Mr. Lebovitch heads the firm's corporate governance litigation practice, focusing on derivative suits and transactional litigation. Working with his institutional investor clients, he has helped develop critical new law in the fight to hold management accountable by aggressively pursuing meaningful and novel challenges to alleged corporate governance related misconduct and anti-shareholder practices.
Selected current and past representations include:
Mr. Lebovitch has been at the forefront of challenging the improper but widespread practice of using “Proxy Put” provisions in corporate debt agreements, obtaining pro-shareholder rulings in cases like In re Amylin Shareholders Litigation, In re SandRidge Energy, Inc. Shareholder Litigation, and In re Healthways, Inc. Shareholder Litigation, which have caused the industry to materially change its use of such provisions. He also prosecutes securities litigations, and in that capacity, was the lead litigation attorney in In re Merrill Lynch Bondholders Litigation, which settled for $150 million; and a member of the team prosecuting In re Bank of America Securities Litigation, which settled for $2.425 billion. Currently, he is the lead attorney prosecuting In re Allergan Proxy Securities Litigation.
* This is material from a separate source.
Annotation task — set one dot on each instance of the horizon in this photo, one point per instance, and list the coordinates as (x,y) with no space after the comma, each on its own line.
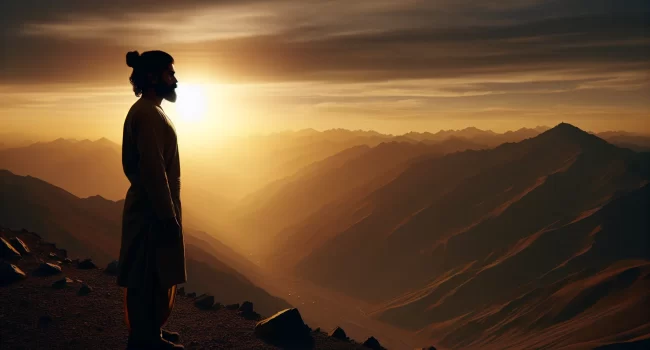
(388,67)
(33,138)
Mr. Lebovitch has received national recognition for his work in securities and M&A litigation. Named a leading lawyer in M&A litigation by Best Lawyers®, he was recently selected as its 2016 M&A Litigation "Lawyer of the Year" for New York City. He is regularly recognized as one of Lawdragon’s “500 Leading Lawyers in America,” a “Litigation Star” by Benchmark Litigation, a New York Super Lawyer, and as one of an elite group of notable practitioners in the field nationally by Chambers USA and Legal 500. In 2013, Law360 named him as one of its five “Rising Stars” nationally in the area of securities litigation – the only plaintiff-side attorney so selected. In 2012, The Deal magazine prominently profiled Mr. Lebovitch as one of the top three lawyers nationally representing shareholder plaintiffs in M&A litigation in its feature article, “The Troika Atop the M&A Plaintiffs’ Bar.”
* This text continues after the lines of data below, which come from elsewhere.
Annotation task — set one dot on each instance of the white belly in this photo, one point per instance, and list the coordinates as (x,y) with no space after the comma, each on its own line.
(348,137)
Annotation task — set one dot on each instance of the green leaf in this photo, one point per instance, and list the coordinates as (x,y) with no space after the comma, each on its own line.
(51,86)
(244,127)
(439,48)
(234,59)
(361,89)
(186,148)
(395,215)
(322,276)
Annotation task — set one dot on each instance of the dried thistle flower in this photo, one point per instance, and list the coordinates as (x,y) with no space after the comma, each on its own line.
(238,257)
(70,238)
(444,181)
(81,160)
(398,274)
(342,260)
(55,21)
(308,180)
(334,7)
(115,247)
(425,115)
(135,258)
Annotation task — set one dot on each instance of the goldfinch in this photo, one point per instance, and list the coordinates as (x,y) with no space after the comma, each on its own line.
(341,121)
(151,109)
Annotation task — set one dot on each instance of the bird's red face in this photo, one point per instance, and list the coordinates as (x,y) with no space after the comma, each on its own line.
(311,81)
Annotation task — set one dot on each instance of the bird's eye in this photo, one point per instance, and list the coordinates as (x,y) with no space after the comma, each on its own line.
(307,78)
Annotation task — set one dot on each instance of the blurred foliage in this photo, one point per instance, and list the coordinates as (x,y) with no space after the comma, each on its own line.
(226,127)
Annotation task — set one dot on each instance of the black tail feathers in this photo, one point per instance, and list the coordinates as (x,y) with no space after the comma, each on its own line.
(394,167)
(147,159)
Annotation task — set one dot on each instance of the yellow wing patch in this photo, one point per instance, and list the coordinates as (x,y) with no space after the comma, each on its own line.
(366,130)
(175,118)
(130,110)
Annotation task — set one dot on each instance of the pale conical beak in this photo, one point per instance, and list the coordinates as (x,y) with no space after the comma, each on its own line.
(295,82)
A member of the Board of Advisors for the Institute for Law and Economics, Mr. Lebovitch is an author and a frequent speaker and commentator at industry events on a wide range of corporate governance and securities related issues. His publications include "Of Babies and Bathwater: Deterring Frivolous Stockholder Suits Without Closing the Courthouse Doors to Legitimate Claims," “Making Order Out of Chaos: A Proposal To Improve Organization and Coordination in Multi-Jurisdictional Merger-Related Litigation," “‘Novel Issues’ or a Return to Core Principles? Analyzing the Common Link Between the Delaware Chancery Court’s Recent Rulings in Option Backdating and Transactional Cases” (NYU Journal of Law & Business, Volume 4, Number 2), “Calling a Duck a Duck: Determining the Validity of Deal Protection Provisions in Merger of Equals Transactions” (2001 Columbia Business Law Review 1) and “Practical Refinement” (The Daily Deal, January 2002), each of which discussed evolving developments in the law of directors’ fiduciary duties.
Mr. Lebovitch clerked for Vice Chancellor Stephen P. Lamb on the Court of Chancery of the State of Delaware, and was a litigation associate at Skadden, Arps, Slate, Meagher & Flom in New York, where he represented clients in a variety of corporate governance, commercial and federal securities matters.